We ve just brought Unilever’s iconic PG tips’ TV Monkey to life as an AI-driven chatbot for this year’s Red Nose Day.
The chatbot is enabling brands to build entertaining and engaging personas that power more personal and effective conversations with their customers.
There has been rapid growth in demand for bespoke chatbots such as Monkey. Domino’s Pizza lets customers order through a chatbot, and there are hundreds of Slack chatbots to integrate into various business processes and systems.
Individuals no longer want to spend time searching for an answer; we immediately want the exact information we need, hassle-free.
As consumers become ever more demanding, artificial intelligence is a cost-effective way for brands to increase and improve personalised communication, at scale.
Last year, Facebook invested heavily in this area, which makes sense given their Messenger app has over one billion monthly active users and WhatsApp, which Facebook also owns, has 1.2 billion monthly active users.
At Facebook’s developer conference, F8, Mark Zuckerberg, said: “I don’t know anyone who likes calling a business. And no one wants to have to install a new app for every business or service they interact with. We think you should be able to message a business in the same way you would message a friend.
2017 is expected to be the “year of the chatbot”. People are becoming accustomed to having two-way conversations with brands, and the technology is now available to make this happen quickly and simply.
Modern advances in technology have had a detrimental effect on brand to consumer interaction; such examples are banks without tellers and even online shopping. A cultural shift is unfolding where consumers are moving from social networking to “social messaging”.
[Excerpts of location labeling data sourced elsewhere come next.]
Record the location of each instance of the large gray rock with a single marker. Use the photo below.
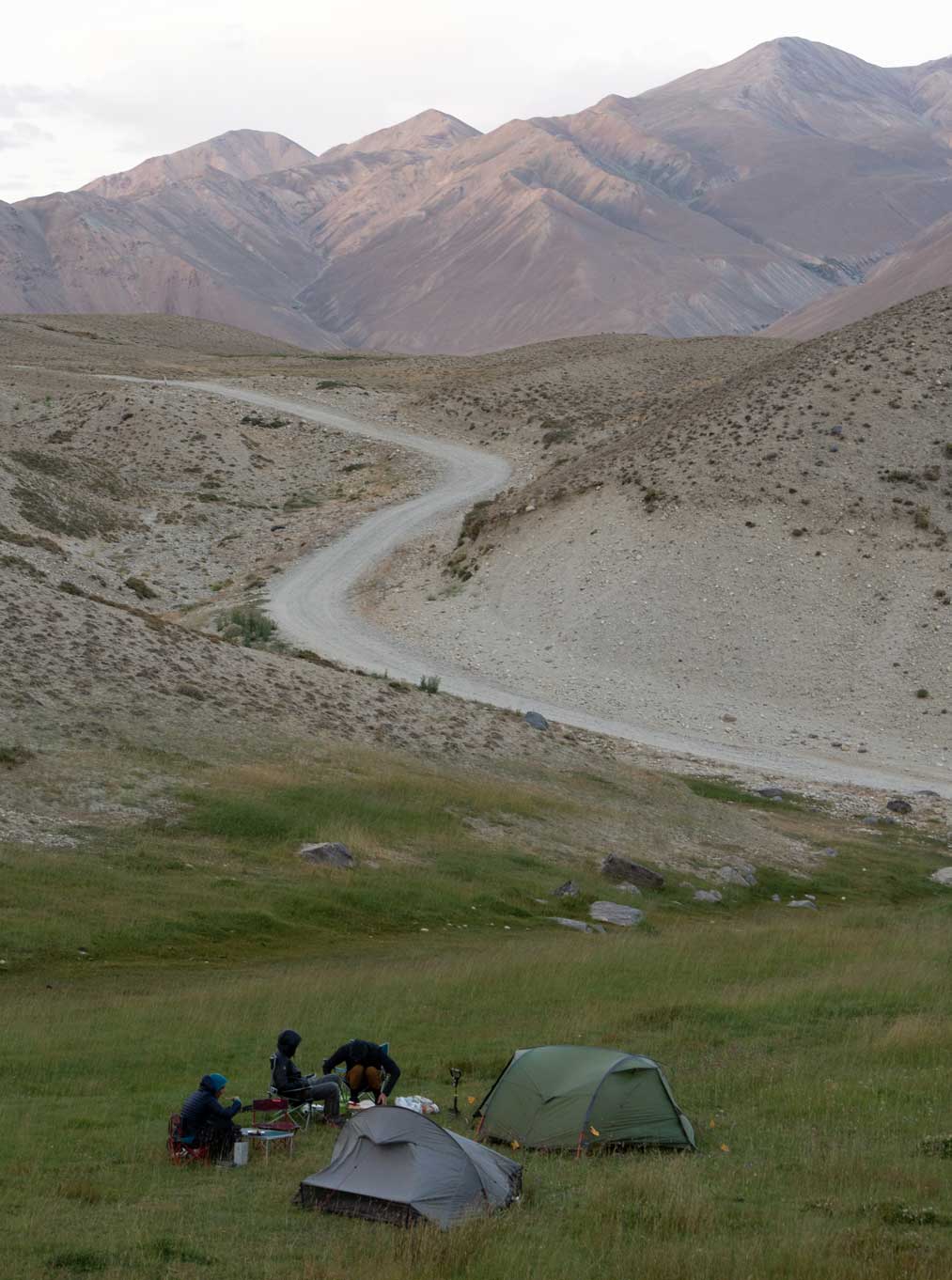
(742, 873)
(615, 913)
(579, 926)
(328, 855)
(613, 866)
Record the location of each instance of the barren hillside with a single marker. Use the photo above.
(137, 520)
(919, 266)
(765, 561)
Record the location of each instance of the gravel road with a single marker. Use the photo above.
(311, 604)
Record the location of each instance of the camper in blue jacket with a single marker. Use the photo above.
(205, 1121)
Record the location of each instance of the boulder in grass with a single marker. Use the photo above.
(329, 854)
(615, 913)
(579, 926)
(741, 874)
(623, 869)
(569, 890)
(708, 895)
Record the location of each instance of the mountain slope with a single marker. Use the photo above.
(761, 562)
(240, 152)
(924, 264)
(717, 204)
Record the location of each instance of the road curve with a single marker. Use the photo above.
(311, 604)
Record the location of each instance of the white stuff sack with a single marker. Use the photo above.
(425, 1106)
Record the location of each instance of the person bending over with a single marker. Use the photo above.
(367, 1069)
(205, 1121)
(296, 1087)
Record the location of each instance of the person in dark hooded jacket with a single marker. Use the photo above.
(367, 1068)
(205, 1121)
(290, 1083)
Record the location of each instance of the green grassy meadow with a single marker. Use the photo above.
(810, 1050)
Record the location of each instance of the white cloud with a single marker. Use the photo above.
(108, 84)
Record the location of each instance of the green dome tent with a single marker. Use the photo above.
(566, 1096)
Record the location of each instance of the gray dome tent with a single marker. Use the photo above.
(567, 1096)
(396, 1165)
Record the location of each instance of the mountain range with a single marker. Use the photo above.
(795, 187)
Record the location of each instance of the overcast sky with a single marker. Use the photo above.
(89, 88)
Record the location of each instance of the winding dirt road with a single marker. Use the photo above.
(311, 603)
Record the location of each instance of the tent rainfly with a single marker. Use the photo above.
(393, 1165)
(566, 1096)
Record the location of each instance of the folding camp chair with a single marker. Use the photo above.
(179, 1152)
(278, 1113)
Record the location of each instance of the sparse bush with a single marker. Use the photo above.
(16, 539)
(246, 625)
(13, 756)
(141, 587)
(303, 501)
(23, 566)
(258, 420)
(474, 522)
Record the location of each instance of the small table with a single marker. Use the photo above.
(264, 1138)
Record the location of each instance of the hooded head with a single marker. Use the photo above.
(289, 1040)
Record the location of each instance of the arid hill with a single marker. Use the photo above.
(715, 204)
(922, 265)
(765, 561)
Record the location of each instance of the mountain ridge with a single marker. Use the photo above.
(719, 202)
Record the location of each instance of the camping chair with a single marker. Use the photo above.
(179, 1152)
(278, 1113)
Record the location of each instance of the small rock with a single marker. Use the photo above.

The growing demand for personal interaction means businesses are seeing the need to adopt a conversational and “always on” approach to brand management.
However, what are the ingredients to getting this new form of customer communication right?
A chatbot should be as “human” as possible (but gracefully fall-back to a real person), have enough data to perform and make the customer experience efficient and reliable. The best ones should also entertain and engage in a way that can’t be achieved through any other means of digital contact. They need a distinct voice, a personality.
Before creating a chatbot, brands need to think about the vocabulary, linguistic personality and persona to make sure it’s right for their audience. Getting this correct may lead to whole new business opportunity across sectors.
As examples, for publishers, chatbots are a new channel for content delivery, and for retailers, they are a new channel for commerce. Brands just need to ensure the persona is right, the result is what the user wanted, and audiences are engaged.
A widely cited challenge to the adoption of chatbots is the fear that technology will replace humans. At the moment, this is unfounded. The technology needed is (currently) not advanced enough to replace the complex and multi-layered conversations humans naturally have.
Equally, people are not looking to interact with a chatbot in the same way they do a human. For example, we don’t expect Amazon’s Alexa to have a long chat with us about current affairs; we just demand it tell us the basic information we want, right now.
Artificial intelligence helps brands create a higher quality response to the complex customer enquiries by leaving the simpler ones to be dealt with more efficiently. Brands can make use of the freed up resources to handle the more difficult questions which cannot, and should not, be automated.
This new technology is a fantastic way to delight customers by providing a facility for queries to be answered quickly, efficiently and with the correct information.